Haber salido de la Beneficencia y no detenerme hasta
llegar a Baracoa-Oriente con solo once años, habla un poco de esa alma
aventurera que me acompañó durante casi toda la vida. Fue un largo vuelo como
el experimentado por todas las aves cuando les abren la jaula, nació entonces
esa ansia de libertad que cargo en el alma. No volé solo, lo hice acompañado de
un pequeño grupo de “benéficos” y yo era el menor de todos. Puede que años más
tarde Nino Bravo nos dedicara aquella canción titulada “Libre” o nos apropiamos
de ella con antelación.
Aquella aventura comenzó en la playa de Varadero
donde permanecimos unas dos semanas. Luego y una vez uniformados como
alfabetizadores, cargando con un farol, una mochila repleta de tarecos y
manuales adoctrinadores, recorreríamos casi toda la longitud de la isla a bordo
de una guagua escolar de aquellos tiempos. Aquel viaje nos tomó varios días con
escalas en Santiago de Cuba y luego Guantánamo. El trayecto hasta Baracoa lo
realizamos en un camión ruso de aquellos llamados “Búfalo”, animal que consumía
casi todo el ancho de “La Farola”, un camino de tierra y única vía para acceder
a la primera capital de Cuba. Todos sentimos miedo cuando aquel mastodonte con
síntomas de asfixia tocaba con sus gomas el borde de los precipicios sin
protección que existían.
Baracoa estaba casi aislada del mundo, no les
llegaban las señales de televisión y los pocos vehículos que se atrevían a
desafiar aquella montaña fueron los camiones, jeeps y uno que otro auto bien
fuerte. El pequeño aeropuerto quedaba inutilizado cuando el río Miel o el
Sabanilla se desbordaba, no recuerdo cuál de ellos era el que le pasaba más próximo.
Llegamos de noche, muy agotados, tensos, mojados por la lluvia pescada en el
camino y muertos de hambre. Nos ubicaron en una vieja construcción cercana al
centro del pueblo al que le dieron el nombre de “campamento”, no recuerdo si
nos ofrecieron algo de alimento.
A la mañana siguiente y sin mucha demora fuimos distribuidos
por zonas rurales. El pequeño grupo de benéficos estábamos destinados al
Cuartón Cerqueo en Minas de Cabacú y nuestro jefe inmediato sería el maestro
voluntario Reunerio Cuellar. Años más tarde me encontraría con él en la calle
San Lázaro y me invitó a un café junto a su esposa, fue un excelente muchacho,
porque en esa época era muy joven también.
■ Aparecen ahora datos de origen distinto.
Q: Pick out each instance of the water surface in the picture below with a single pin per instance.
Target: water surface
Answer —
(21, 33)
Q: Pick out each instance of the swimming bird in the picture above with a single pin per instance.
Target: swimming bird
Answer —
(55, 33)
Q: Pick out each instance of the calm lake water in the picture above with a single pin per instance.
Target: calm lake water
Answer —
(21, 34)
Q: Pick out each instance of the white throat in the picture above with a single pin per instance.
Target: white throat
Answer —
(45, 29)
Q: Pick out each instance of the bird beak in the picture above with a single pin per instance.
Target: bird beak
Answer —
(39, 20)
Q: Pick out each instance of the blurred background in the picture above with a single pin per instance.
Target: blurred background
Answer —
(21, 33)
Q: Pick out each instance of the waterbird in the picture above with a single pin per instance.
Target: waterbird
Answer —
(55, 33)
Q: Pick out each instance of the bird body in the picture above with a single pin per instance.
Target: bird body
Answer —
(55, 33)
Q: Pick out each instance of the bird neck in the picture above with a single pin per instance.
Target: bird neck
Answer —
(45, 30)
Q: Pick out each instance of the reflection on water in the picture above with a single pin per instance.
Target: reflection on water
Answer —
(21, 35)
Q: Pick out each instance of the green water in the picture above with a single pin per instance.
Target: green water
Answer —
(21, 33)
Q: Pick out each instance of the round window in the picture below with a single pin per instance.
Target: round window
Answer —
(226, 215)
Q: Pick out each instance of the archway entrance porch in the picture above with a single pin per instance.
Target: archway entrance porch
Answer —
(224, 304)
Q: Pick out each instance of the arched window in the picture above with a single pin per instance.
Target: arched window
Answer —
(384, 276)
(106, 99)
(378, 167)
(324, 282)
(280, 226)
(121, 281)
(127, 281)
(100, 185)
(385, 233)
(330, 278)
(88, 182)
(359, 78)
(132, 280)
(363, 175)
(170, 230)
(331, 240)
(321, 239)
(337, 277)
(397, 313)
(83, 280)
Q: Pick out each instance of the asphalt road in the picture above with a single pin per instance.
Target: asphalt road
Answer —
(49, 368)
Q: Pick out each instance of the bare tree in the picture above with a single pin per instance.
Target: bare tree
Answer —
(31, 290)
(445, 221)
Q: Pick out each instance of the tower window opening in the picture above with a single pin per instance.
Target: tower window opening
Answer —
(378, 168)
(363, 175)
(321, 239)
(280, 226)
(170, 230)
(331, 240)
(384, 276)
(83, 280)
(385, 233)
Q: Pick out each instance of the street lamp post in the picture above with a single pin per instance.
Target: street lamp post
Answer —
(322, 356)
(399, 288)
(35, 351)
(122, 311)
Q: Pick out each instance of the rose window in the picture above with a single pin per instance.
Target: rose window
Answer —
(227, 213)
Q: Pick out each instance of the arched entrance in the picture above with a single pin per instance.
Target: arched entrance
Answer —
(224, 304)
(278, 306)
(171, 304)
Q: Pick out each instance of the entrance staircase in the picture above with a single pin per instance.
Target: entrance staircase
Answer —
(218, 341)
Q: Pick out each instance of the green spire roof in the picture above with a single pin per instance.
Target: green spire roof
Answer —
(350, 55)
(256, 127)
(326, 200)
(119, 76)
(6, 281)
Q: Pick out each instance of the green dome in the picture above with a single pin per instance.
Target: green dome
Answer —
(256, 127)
El jefe de todos los brigadistas
ubicados en Baracoa fue un blanco medio afeminado al que todos llamaban “El
Checo”, es muy probable que haya estudiado algo en aquel país, bueno, tuvo que
ser de muy corta duración porque solo llevábamos dos años de pesadilla al ritmo
de las congas organizadas por la O.R.I. Al
año siguiente volví a coincidir con El Checo, esta vez era el director de la
escuela secundaria básica Rubén Martínez Villena donde yo estudié.
Nos montaron en un camión militar marca Zil y partimos
en dirección a la salida del pueblo, pudimos darnos cuenta porque pasamos
nuevamente y en dirección contraria el viejo puente que cruzaba el rio Miel. Una
vez superado el caserío de Cabacú, el camión se desvió hacia un pedraplén
apenas visible desde la carretera. Venciendo una tupida floresta durante varias
horas de recorrido, donde se cruzaba con frecuencia el mismo río, arribamos a
un punto conocido como “El Riíto”. Allí acampamos y nos dieron comida,
amarramos nuestras hamacas y esperamos al día siguiente para emprender nuestra
marcha por las montañas, ese era el último punto llano que encontraríamos en
nuestro camino.
Después del desayuno y cargadas nuestras mochilas,
emprendimos nuestra escalada hacia lo desconocido. “El Pinalón” fue brusco con
nosotros, una montaña dura de vencer por niños criados bajo la tutela de dulces
monjas en la capital, no recuerdo cuantas horas gastamos en ese ascenso casi
empujados por Reunerio. Uno que venía en el grupo y no pertenecía a la
Beneficencia se rajó a mitad de la montaña y regresó solo, mis hermanos de
escuela permanecían pendientes a cada uno de mis pasos, nunca se me hubiera
ocurrido rajarme contando con tanta protección. Una vez en la cima de aquella
montaña, Reunerio nos pidió que miráramos a nuestras espaldas, muy lejos de
nosotros, podíamos divisar al mar rompiendo esa monotonía verde y cautivante
que nos acompañaría durante unos seis meses, descansamos unos treinta minutos y
por la ladera de “El Pinalón” descenderían nuestros faroles, nos libramos de
ese lastre sin importarnos su valor de uso. Durante toda la marcha fuimos
sorprendidos por una flora y fauna fascinante, se abría ante nuestros ojos un
mundo maravilloso y virgen, aves que nunca imaginamos existieran, cuyos cantos
eran sinfonías escuchadas solamente en el paraíso. Los manantiales brotaban
majaderos en nuestro camino y solo necesitábamos acercar nuestros labios para
beber un agua más pura que la bendecida en la iglesia de nuestra escuela.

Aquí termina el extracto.